Kevin and his handler Kelly in Afghanistan. Picture: British Army

Two "hero" retired army dogs who face being put down because they cannot be re-homed must be reprieved, a minister has said.

Sir Alan Duncan has intervened in a bid to save Kevin and Dazz by writing to Ministry of Defence (MOD) ministerial colleagues.

The Belgian shepherds are due to face lethal injections next week but former soldiers and handlers are trying to stop that.

Foreign Office minister Sir Alan represents the constituency where the centre is based and has spoken with a dog handler involved with the campaign.

He has been told letters of support offering homes to the dogs have been rejected.

Sir Alan said: "These are hero dogs who have fought fearlessly alongside our soldiers.

"Let us now be the ones to fight for them and give them a chance to live happy lives where they can thrive. It is the least they deserve.

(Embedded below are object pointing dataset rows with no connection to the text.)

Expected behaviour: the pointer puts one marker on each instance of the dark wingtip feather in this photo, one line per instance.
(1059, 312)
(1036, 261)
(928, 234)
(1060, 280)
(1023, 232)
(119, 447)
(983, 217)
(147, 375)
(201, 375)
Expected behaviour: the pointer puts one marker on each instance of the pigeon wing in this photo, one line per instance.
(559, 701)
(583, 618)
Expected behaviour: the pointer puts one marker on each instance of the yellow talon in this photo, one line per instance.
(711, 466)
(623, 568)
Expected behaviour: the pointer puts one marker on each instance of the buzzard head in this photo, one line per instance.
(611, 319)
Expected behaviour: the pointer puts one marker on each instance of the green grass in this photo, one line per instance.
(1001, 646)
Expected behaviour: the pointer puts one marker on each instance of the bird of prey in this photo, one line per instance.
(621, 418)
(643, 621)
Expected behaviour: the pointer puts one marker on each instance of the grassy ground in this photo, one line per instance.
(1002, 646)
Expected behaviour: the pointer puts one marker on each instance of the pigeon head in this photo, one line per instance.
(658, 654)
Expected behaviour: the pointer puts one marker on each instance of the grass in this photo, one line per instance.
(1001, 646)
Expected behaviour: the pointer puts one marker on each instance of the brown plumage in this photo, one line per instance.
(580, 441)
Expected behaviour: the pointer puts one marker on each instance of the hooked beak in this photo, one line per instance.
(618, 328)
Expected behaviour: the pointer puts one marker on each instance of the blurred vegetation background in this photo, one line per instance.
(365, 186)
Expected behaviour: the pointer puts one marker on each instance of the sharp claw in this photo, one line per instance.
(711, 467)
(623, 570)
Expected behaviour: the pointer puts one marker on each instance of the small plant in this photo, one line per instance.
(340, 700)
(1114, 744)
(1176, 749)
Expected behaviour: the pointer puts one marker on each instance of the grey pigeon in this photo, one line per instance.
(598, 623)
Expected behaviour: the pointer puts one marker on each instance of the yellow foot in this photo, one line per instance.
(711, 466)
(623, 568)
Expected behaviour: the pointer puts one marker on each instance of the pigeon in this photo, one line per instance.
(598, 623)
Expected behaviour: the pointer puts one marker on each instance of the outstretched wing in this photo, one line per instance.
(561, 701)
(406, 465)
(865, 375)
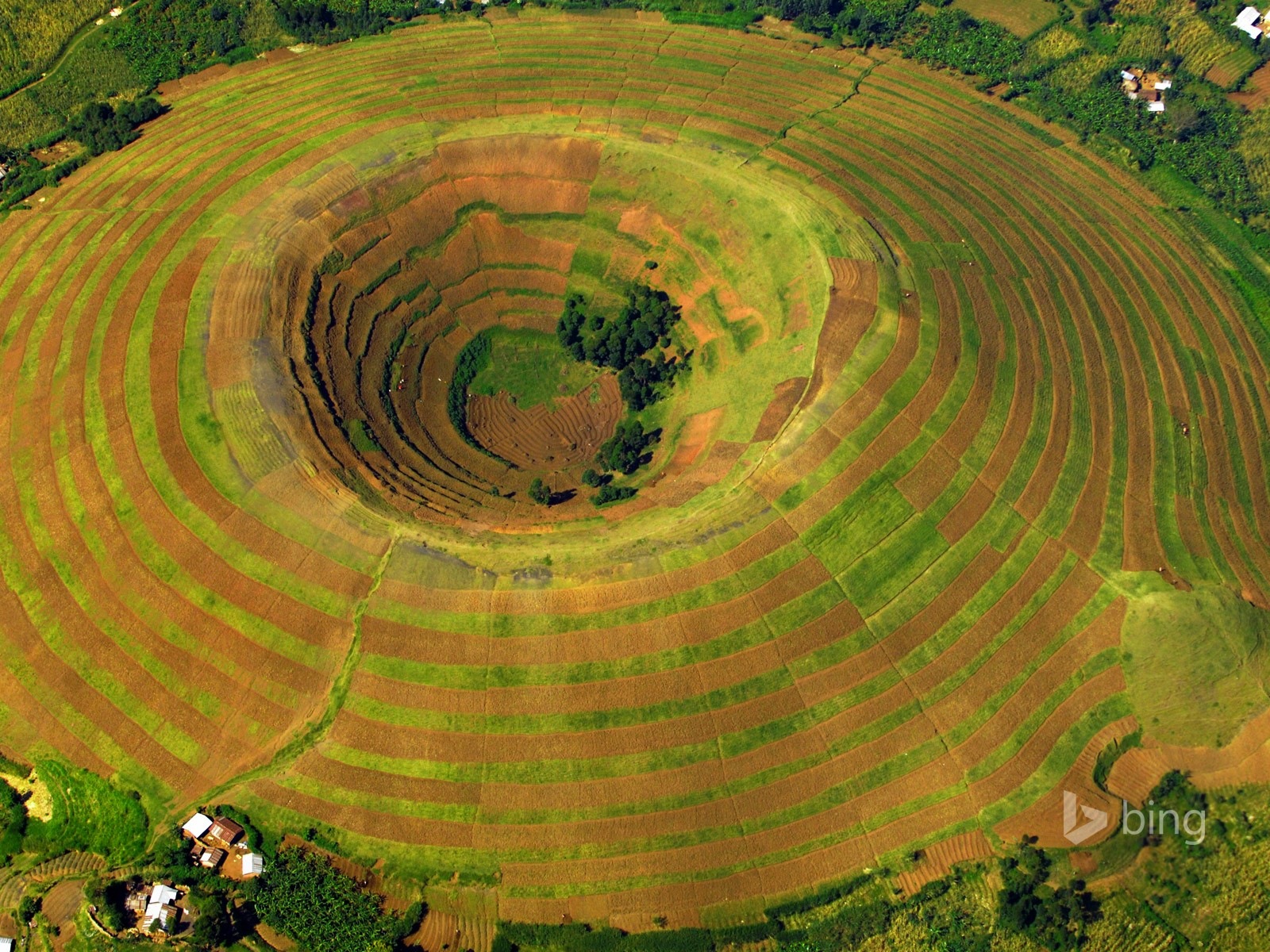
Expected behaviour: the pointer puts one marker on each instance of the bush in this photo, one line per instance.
(628, 448)
(302, 895)
(470, 361)
(613, 494)
(539, 492)
(89, 814)
(13, 823)
(108, 899)
(622, 343)
(27, 908)
(102, 127)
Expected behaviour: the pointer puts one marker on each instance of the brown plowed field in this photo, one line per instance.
(230, 480)
(540, 438)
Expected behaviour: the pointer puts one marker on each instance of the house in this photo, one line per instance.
(225, 831)
(162, 908)
(197, 825)
(211, 858)
(1149, 86)
(1249, 21)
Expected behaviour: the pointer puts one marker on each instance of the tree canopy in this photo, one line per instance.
(304, 896)
(632, 343)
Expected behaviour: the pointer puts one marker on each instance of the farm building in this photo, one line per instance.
(225, 831)
(1149, 86)
(211, 858)
(1250, 22)
(162, 908)
(197, 825)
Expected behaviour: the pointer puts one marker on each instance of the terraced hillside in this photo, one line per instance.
(960, 393)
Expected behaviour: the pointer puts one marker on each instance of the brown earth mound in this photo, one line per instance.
(544, 440)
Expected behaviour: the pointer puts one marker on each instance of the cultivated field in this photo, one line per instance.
(960, 397)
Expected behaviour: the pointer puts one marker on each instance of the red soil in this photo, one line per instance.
(544, 440)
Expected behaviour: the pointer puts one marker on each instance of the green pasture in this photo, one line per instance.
(531, 367)
(742, 240)
(1195, 664)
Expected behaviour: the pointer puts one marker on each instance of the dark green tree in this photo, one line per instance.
(540, 493)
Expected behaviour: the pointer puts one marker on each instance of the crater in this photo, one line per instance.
(381, 276)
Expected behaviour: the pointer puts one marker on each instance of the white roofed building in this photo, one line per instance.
(162, 908)
(197, 825)
(1249, 21)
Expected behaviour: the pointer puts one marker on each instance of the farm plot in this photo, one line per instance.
(950, 414)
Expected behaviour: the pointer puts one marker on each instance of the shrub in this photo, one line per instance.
(470, 361)
(302, 895)
(613, 494)
(539, 492)
(102, 127)
(89, 814)
(628, 448)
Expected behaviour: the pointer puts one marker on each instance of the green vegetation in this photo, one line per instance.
(539, 492)
(35, 31)
(613, 494)
(1197, 664)
(1053, 918)
(13, 823)
(1071, 74)
(103, 127)
(304, 896)
(470, 361)
(530, 367)
(622, 343)
(626, 450)
(89, 814)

"Of course, it is of great importance that all military dogs are properly assessed before re-homing to ensure they do not pose a danger to civilians, but only in circumstances where such danger has been properly proven should they be put down.

"I have written to MOD ministers personally to ask for a reprieve and am awaiting a response."

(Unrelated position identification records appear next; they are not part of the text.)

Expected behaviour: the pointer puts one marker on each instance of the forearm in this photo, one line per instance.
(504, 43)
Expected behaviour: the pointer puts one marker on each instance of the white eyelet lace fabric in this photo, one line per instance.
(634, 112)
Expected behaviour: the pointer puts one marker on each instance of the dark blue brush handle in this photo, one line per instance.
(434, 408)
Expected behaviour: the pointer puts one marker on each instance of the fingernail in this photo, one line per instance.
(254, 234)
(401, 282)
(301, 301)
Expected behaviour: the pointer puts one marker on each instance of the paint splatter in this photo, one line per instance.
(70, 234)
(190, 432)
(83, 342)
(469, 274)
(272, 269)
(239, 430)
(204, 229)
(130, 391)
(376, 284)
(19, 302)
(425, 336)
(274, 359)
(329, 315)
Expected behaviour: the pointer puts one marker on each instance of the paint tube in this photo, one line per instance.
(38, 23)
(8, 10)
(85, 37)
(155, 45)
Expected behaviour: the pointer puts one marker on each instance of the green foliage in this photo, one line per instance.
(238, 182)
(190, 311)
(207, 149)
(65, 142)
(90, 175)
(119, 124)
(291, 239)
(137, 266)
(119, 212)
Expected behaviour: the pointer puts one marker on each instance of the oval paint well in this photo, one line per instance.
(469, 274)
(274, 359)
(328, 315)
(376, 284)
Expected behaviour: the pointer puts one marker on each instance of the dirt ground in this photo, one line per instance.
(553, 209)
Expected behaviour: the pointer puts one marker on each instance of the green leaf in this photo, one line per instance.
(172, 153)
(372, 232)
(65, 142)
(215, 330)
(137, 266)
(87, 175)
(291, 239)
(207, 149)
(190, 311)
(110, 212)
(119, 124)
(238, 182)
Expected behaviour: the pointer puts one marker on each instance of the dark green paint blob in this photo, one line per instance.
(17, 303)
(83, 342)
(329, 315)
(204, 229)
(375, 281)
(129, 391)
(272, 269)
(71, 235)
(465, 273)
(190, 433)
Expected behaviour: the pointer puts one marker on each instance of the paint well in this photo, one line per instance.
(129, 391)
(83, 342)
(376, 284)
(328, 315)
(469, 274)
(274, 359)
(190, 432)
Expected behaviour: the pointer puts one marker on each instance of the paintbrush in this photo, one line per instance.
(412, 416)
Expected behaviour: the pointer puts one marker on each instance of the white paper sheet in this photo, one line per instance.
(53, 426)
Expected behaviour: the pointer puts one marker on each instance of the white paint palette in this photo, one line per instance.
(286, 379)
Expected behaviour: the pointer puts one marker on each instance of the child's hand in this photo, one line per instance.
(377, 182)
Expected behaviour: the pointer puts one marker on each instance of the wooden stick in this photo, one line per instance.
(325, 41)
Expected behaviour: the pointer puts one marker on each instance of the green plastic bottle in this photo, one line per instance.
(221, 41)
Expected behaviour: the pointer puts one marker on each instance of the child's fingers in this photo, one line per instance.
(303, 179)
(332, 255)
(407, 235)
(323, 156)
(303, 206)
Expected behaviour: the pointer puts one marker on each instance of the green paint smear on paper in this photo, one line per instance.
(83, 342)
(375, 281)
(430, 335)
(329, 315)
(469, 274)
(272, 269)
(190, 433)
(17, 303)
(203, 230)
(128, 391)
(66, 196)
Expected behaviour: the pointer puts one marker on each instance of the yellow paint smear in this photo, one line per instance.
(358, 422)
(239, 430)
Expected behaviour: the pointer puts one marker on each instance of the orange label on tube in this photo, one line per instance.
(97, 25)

The campaign to save two army dogs which helped save thousands of lives while on duty in Afghanistan will be put down next week because they can’t be re-homed has been gaining momentum.

Former SAS officer Andy McNab has launched an online petition to save the dogs from being destroyed, saying "we owe them every chance possible to be housed and not killed".

Belgian shepherds Kevin and Dazz sniffed out deadly IEDs on missions in Helmand Province before being retired but both dogs face lethal injections after military chiefs ruled them unsafe for new homes.

Kevin Dog Afghanistan Bath
Lance Corporal Kelly Wolstencroft with Kevin. Picture: British Army

According to The Sun, Army dog handlers have written to the commanding officer at the Defence Animal Centre in Leicestershire, where the dogs have been working with trainees since being retired, calling for the decision to be reversed.

Despite experienced handlers offering to home the two dogs, the C/O is believed to be standing firm, after a recent incident where another dog bit a civilian.

A Ministry of Defence spokesman said: "Wherever possible, we endeavour to re-home them (dogs) at the end of their service life.

"Sadly, there are some occasions where this is not possible."

Kelly Kevin Dog Afghanistan
Picture: British Army

Andy McNab said:

"Service dogs have saved my life on numerous occasions. We have a duty to save them.

"Dogs like Kevin, Dazz and Driver are an asset when they are serving but they even more of an asset when they are retired."

Mali
Picture: Mali the Belgian Malinios was recognised for his heroic actions in Afghanistan

Last month, a military dog who helped save the lives of Special Forces troops in Afghanistan received the Dickin Medal - the animal equivalent of the Victoria Cross.

Mali, the eight-year-old Belgian Malinois was helping SBS and Afghan troops clear a building in the capital Kabul following a high-profile Taliban attack, when he was seriously injured during the operation.